1. Leave the area if you suspect there’s another hunter already working the same bird. “Working” as in hunting. Look for beer cans, cigarette butts, shotgun shells and spoor. Just kidding. I think.
2. Resist the urge to stalk turkey sounds. It is nearly impossible to sneak up on a turkey. It is also unethical and could lead to an accident. Just my luck: I missed the Turkey Hunting Ethics class at Harvard Law. Anyway, I like how the Turkey Feds use the word “accident” as opposed to “shooting someone.”
3. Select a spot that is in open timber rather than thick brush: wearing camouflage clothing and eliminating movement is more critical to success than hiding in heavy cover.
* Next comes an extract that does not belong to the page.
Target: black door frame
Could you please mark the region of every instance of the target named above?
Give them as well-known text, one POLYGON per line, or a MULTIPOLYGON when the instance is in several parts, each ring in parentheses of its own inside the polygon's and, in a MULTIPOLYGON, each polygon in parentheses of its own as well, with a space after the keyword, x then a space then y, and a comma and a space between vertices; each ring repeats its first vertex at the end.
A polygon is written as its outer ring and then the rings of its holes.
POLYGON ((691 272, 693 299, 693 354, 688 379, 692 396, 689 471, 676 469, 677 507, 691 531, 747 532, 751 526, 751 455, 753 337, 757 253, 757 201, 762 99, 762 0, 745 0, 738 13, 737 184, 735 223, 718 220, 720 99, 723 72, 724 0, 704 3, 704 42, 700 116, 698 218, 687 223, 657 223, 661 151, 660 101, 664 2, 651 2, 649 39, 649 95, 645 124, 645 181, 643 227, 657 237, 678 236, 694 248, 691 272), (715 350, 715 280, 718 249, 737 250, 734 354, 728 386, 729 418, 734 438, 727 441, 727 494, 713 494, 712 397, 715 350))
This time we’re talking about not getting shot by someone unethical sneaking up on a turkey.
4. Sit against a large stump, blow-down, tree trunk or rock that is wider than your shoulders and higher than your head when calling wild turkeys. And wear bright clothes so you don’t get shot? NO!
5. Never wear bright colors, especially not red, white, blue or black, because these are the colors of a wild turkey gobbler. Watch out for red, white or blue on your socks, T-shirts, hooded sweatshirts, hats and bandannas. Wear dark undershirts and socks, and pants long enough to be tucked into boots. It’s pretty scary to think that a flash of red, white, blue, black or anything brightly colored could get you shot. That doesn’t leave much in the palette for turkey hunting fashionistas.
6. Remain still and speak in a loud, clear voice to announce your presence to other hunters if necessary. Never move, wave or make turkey sounds to alert another hunter of your presence. Why would anyone make turkey sounds to tell another turkey hunter NOT to shoot them? I so don’t get that.
7. Keep your hands and head camouflaged when calling. O.K., now I’m scared.
8. Maintain a clear field of view when using a camouflage blind or netting. Makes sense to me.
9. Ensure your decoy is not visible when you are transporting it. Stash the decoy in your vest and make sure the head is not sticking out. Are you happy to see me or is that a turkey decoy in your pants?
10. Put your gun’s safety on and approach the downed bird with your firearm pointed in a safe direction after firing. Never run with a firearm. In other words, don’t let “high five” be the last words you hear.